Pessimism or Realism?

Romney hits McCain for “pessimism” about Detroit’s economy:

By latching onto McCain’s proclamation that some of Michigan’s lost automotive jobs are gone forever, Romney’s camp believes it may have a wedge issue he can use against McCain in Michigan…Romney’s campaign seized on the comments, first in a press release Thursday afternoon characterizing them as “McCain’s pessimism about Michigan’s future.” Romney then continued to bang away with the criticism during the debate, and afterward.

“I’m not going to be one of those who writes off jobs in Michigan,” Romney told reporters after the debate. “The domestic auto industry can come back in a big way in that state and I’m not willing to run anyone off.”

But McCain is right. People in Detroit don’t want to hear it, but it would be silly to assert that those jobs are ever coming back to an over-taxed, over-regulated state whose labor force is lopsidedly dominated by unions. Sorry, Michigan, the Midwestern economy has changed. If you keep raising taxes, you’ll keep helping other states like South Carolina and Indiana take over domestic auto-manufacturing.

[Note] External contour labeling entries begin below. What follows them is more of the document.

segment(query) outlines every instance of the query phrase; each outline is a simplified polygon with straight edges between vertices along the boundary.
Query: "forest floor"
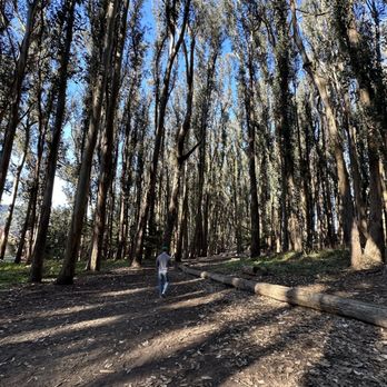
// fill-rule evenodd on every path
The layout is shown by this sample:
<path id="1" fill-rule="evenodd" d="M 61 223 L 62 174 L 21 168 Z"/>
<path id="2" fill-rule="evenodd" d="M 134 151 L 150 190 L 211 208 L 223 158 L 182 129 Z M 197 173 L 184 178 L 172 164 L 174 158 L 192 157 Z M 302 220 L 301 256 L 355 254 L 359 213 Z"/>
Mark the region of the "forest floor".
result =
<path id="1" fill-rule="evenodd" d="M 328 277 L 285 285 L 387 305 L 381 272 Z M 386 329 L 170 279 L 165 299 L 151 267 L 0 290 L 0 386 L 387 386 Z"/>

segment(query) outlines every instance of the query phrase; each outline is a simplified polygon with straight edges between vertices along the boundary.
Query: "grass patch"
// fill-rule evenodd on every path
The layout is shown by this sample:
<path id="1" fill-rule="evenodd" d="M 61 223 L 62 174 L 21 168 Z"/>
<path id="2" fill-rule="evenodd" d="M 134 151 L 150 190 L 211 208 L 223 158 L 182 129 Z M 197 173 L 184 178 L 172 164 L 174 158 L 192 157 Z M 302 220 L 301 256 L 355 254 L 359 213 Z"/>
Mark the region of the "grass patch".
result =
<path id="1" fill-rule="evenodd" d="M 272 275 L 316 276 L 341 272 L 350 266 L 347 250 L 322 250 L 310 254 L 284 252 L 258 258 L 238 259 L 222 262 L 217 271 L 235 274 L 244 266 L 259 266 Z"/>
<path id="2" fill-rule="evenodd" d="M 47 259 L 44 260 L 43 279 L 57 278 L 60 268 L 62 266 L 61 260 Z M 85 271 L 85 261 L 77 262 L 77 275 L 89 275 Z M 103 261 L 101 265 L 101 272 L 110 271 L 120 267 L 128 266 L 127 260 L 109 260 Z M 0 261 L 0 289 L 9 288 L 11 286 L 21 285 L 28 282 L 30 275 L 30 266 L 23 264 L 17 265 L 12 262 Z"/>

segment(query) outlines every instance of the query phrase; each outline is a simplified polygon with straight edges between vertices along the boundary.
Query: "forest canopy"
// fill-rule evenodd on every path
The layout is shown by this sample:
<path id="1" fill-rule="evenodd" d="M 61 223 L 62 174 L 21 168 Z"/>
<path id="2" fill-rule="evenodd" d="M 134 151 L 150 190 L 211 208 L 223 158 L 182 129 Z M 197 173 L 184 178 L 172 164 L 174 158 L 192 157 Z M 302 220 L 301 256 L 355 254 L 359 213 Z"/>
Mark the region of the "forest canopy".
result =
<path id="1" fill-rule="evenodd" d="M 0 259 L 386 258 L 385 0 L 0 2 Z M 53 206 L 64 187 L 66 201 Z"/>

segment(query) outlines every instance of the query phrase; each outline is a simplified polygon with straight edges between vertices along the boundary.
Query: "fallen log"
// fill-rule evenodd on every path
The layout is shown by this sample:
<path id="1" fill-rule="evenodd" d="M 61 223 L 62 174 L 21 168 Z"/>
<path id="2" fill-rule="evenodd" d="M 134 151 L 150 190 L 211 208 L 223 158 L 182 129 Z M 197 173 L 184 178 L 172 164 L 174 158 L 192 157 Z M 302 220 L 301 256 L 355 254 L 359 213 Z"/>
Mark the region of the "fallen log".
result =
<path id="1" fill-rule="evenodd" d="M 237 289 L 249 290 L 260 296 L 274 298 L 278 301 L 351 317 L 364 322 L 387 328 L 387 308 L 378 305 L 325 295 L 322 292 L 301 290 L 299 288 L 289 288 L 282 285 L 256 282 L 249 279 L 224 276 L 217 272 L 201 271 L 182 265 L 180 265 L 179 268 L 186 274 L 200 278 L 209 278 Z"/>
<path id="2" fill-rule="evenodd" d="M 249 276 L 267 276 L 269 270 L 261 266 L 244 266 L 241 271 Z"/>

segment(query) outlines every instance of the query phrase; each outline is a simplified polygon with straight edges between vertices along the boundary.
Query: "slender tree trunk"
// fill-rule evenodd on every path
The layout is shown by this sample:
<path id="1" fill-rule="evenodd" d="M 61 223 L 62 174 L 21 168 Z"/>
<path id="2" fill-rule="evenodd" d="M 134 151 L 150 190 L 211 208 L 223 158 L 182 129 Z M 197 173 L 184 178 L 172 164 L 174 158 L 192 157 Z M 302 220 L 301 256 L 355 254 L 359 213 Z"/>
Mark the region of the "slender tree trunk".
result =
<path id="1" fill-rule="evenodd" d="M 175 261 L 181 262 L 182 258 L 182 247 L 183 247 L 183 240 L 187 238 L 187 226 L 188 226 L 188 162 L 185 165 L 183 170 L 183 188 L 182 188 L 182 205 L 180 209 L 180 217 L 179 217 L 179 227 L 178 227 L 178 237 L 176 241 L 176 252 L 175 252 Z M 187 252 L 187 251 L 186 251 Z"/>
<path id="2" fill-rule="evenodd" d="M 66 40 L 59 54 L 59 80 L 58 80 L 58 100 L 56 119 L 52 129 L 49 157 L 47 160 L 47 171 L 43 188 L 43 201 L 40 208 L 40 219 L 37 238 L 32 251 L 32 266 L 30 274 L 31 282 L 40 282 L 42 279 L 43 258 L 46 250 L 47 232 L 50 222 L 53 182 L 56 178 L 57 160 L 62 132 L 62 125 L 66 110 L 66 91 L 68 80 L 68 66 L 70 61 L 70 47 L 72 42 L 72 31 L 75 21 L 76 1 L 64 3 L 63 13 L 67 14 Z"/>
<path id="3" fill-rule="evenodd" d="M 170 52 L 169 52 L 166 72 L 163 77 L 163 86 L 162 86 L 162 91 L 160 96 L 159 108 L 157 109 L 157 112 L 156 112 L 158 115 L 158 120 L 157 120 L 157 128 L 156 128 L 153 155 L 152 155 L 152 160 L 151 160 L 151 165 L 149 169 L 149 186 L 143 197 L 139 222 L 137 226 L 136 241 L 133 247 L 133 257 L 132 257 L 132 264 L 131 264 L 132 267 L 141 266 L 143 239 L 145 239 L 146 227 L 147 227 L 148 217 L 149 217 L 149 210 L 150 208 L 155 207 L 155 206 L 151 206 L 151 201 L 155 199 L 158 161 L 160 157 L 161 140 L 163 138 L 163 132 L 165 132 L 166 110 L 167 110 L 167 105 L 169 100 L 170 77 L 171 77 L 175 59 L 178 54 L 178 51 L 180 50 L 180 46 L 185 37 L 185 31 L 186 31 L 186 27 L 187 27 L 187 22 L 189 18 L 189 7 L 190 7 L 190 0 L 186 0 L 180 34 L 178 39 L 176 40 L 176 42 L 175 42 L 175 34 L 171 33 L 170 36 L 171 47 L 170 47 Z M 152 217 L 150 219 L 152 220 Z"/>
<path id="4" fill-rule="evenodd" d="M 26 218 L 24 218 L 24 224 L 20 232 L 20 238 L 19 238 L 19 246 L 18 246 L 18 251 L 14 256 L 14 264 L 20 264 L 21 262 L 21 257 L 23 255 L 23 249 L 26 246 L 26 235 L 28 231 L 28 227 L 30 225 L 30 216 L 31 216 L 31 209 L 32 209 L 32 197 L 30 195 L 30 199 L 28 200 L 28 206 L 27 206 L 27 211 L 26 211 Z"/>
<path id="5" fill-rule="evenodd" d="M 175 149 L 175 165 L 173 165 L 173 183 L 172 192 L 168 206 L 167 214 L 167 226 L 162 237 L 162 244 L 170 247 L 173 228 L 178 216 L 178 200 L 180 191 L 181 171 L 183 162 L 187 162 L 188 157 L 192 153 L 192 150 L 183 155 L 185 142 L 189 130 L 191 127 L 191 116 L 192 116 L 192 101 L 194 101 L 194 58 L 195 58 L 195 37 L 191 38 L 190 52 L 188 54 L 186 47 L 185 58 L 186 58 L 186 76 L 187 76 L 187 97 L 186 97 L 186 117 L 178 131 L 176 139 Z M 196 147 L 194 148 L 196 149 Z"/>
<path id="6" fill-rule="evenodd" d="M 112 150 L 115 140 L 115 117 L 120 89 L 122 52 L 125 46 L 129 0 L 123 1 L 122 20 L 117 42 L 116 62 L 112 71 L 111 95 L 107 99 L 106 128 L 102 135 L 101 162 L 99 170 L 96 220 L 91 239 L 90 270 L 98 271 L 102 258 L 103 234 L 106 229 L 106 204 L 112 178 Z"/>
<path id="7" fill-rule="evenodd" d="M 102 63 L 97 75 L 93 88 L 91 117 L 80 166 L 70 229 L 66 242 L 64 261 L 57 279 L 57 284 L 59 285 L 68 285 L 73 282 L 76 260 L 78 256 L 85 212 L 88 201 L 92 157 L 95 153 L 97 136 L 101 120 L 102 100 L 107 85 L 107 73 L 111 64 L 111 51 L 117 8 L 118 0 L 110 0 L 108 2 Z"/>
<path id="8" fill-rule="evenodd" d="M 21 42 L 20 54 L 17 63 L 17 69 L 14 73 L 14 81 L 11 89 L 10 99 L 10 116 L 9 122 L 6 128 L 3 145 L 0 153 L 0 202 L 2 192 L 4 190 L 7 172 L 9 167 L 9 161 L 11 158 L 13 139 L 16 135 L 17 127 L 19 125 L 19 105 L 22 93 L 22 83 L 26 76 L 26 66 L 28 60 L 28 50 L 30 48 L 31 36 L 34 28 L 34 18 L 38 11 L 38 4 L 40 1 L 33 0 L 28 2 L 28 14 L 26 23 L 26 32 L 23 40 Z"/>
<path id="9" fill-rule="evenodd" d="M 375 71 L 373 56 L 361 41 L 353 10 L 353 0 L 335 2 L 335 17 L 340 42 L 350 59 L 350 64 L 359 85 L 359 97 L 367 118 L 367 142 L 369 162 L 369 236 L 365 255 L 367 259 L 381 262 L 385 259 L 385 237 L 383 231 L 383 198 L 379 172 L 379 150 L 387 160 L 387 117 L 384 103 L 383 79 Z M 377 83 L 376 88 L 373 83 Z M 380 93 L 381 91 L 381 93 Z"/>
<path id="10" fill-rule="evenodd" d="M 1 241 L 0 241 L 0 260 L 4 259 L 6 248 L 8 244 L 8 237 L 9 237 L 9 230 L 11 228 L 12 217 L 13 217 L 13 210 L 14 210 L 14 204 L 16 199 L 18 197 L 18 189 L 19 189 L 19 182 L 20 182 L 20 175 L 23 169 L 26 157 L 28 153 L 28 146 L 29 146 L 29 139 L 30 139 L 30 128 L 27 128 L 26 130 L 26 142 L 24 142 L 24 149 L 23 149 L 23 156 L 21 157 L 21 160 L 18 165 L 14 178 L 13 178 L 13 188 L 12 188 L 12 200 L 8 208 L 8 215 L 6 220 L 6 226 L 3 229 L 3 232 L 1 235 Z"/>
<path id="11" fill-rule="evenodd" d="M 306 72 L 308 73 L 308 76 L 310 77 L 310 79 L 314 81 L 319 92 L 319 96 L 322 100 L 322 103 L 325 106 L 329 139 L 334 149 L 334 156 L 336 160 L 336 168 L 337 168 L 337 176 L 338 176 L 338 187 L 339 187 L 339 194 L 340 194 L 340 200 L 341 200 L 340 217 L 341 217 L 343 229 L 344 229 L 344 241 L 346 246 L 350 246 L 351 255 L 355 260 L 356 257 L 354 256 L 354 254 L 355 251 L 358 251 L 359 249 L 358 247 L 351 245 L 354 241 L 354 239 L 351 238 L 351 232 L 354 227 L 354 208 L 353 208 L 353 200 L 350 196 L 349 177 L 348 177 L 348 171 L 347 171 L 347 167 L 344 159 L 344 151 L 343 151 L 343 146 L 340 142 L 339 130 L 336 123 L 333 103 L 328 92 L 328 85 L 326 80 L 317 71 L 316 59 L 312 57 L 309 57 L 309 54 L 307 53 L 305 49 L 304 41 L 302 41 L 302 38 L 300 37 L 299 29 L 298 29 L 296 3 L 295 3 L 295 0 L 289 0 L 289 1 L 290 1 L 291 13 L 292 13 L 295 42 L 301 54 L 304 68 Z"/>

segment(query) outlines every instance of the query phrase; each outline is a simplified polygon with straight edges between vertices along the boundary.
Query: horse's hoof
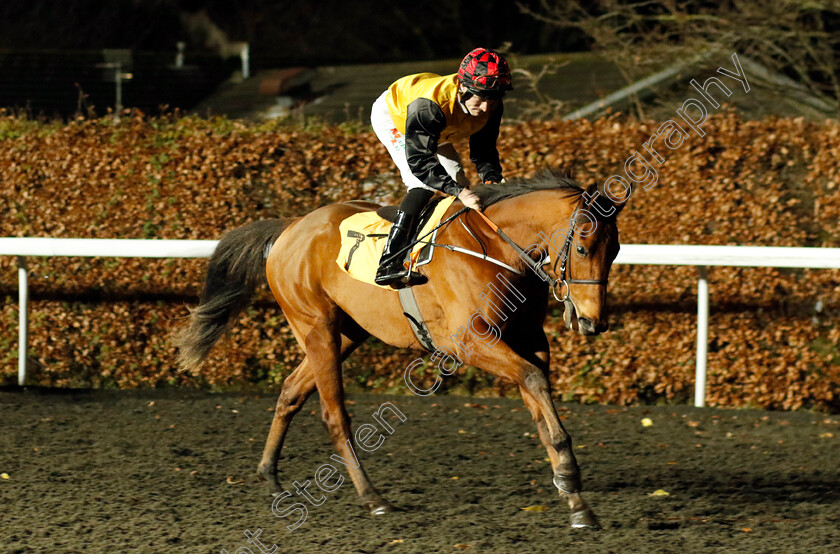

What Romney should have said is that unrealistic corporate average fuel economy (CAFE) standards, supported by McCain, will cause more layoffs, as will the McCain-Lieberman carbon-dioxide cap n’ trade bill (a boondoggle for General Electric, which is heavily invested in subsidized energy and has the largest congressional lobbying budget of any corporation on earth).

UPDATE — From a reader:

Of course, Romney is being sandwiched. Huckabee is attacking him (even if not by name) as the guy who lays you off. So, now Romney’s going to be the CEO who comes in and brings back all those poor employees who were laid off by the last CEO.

Indeed. And it’s a promise he can’t keep.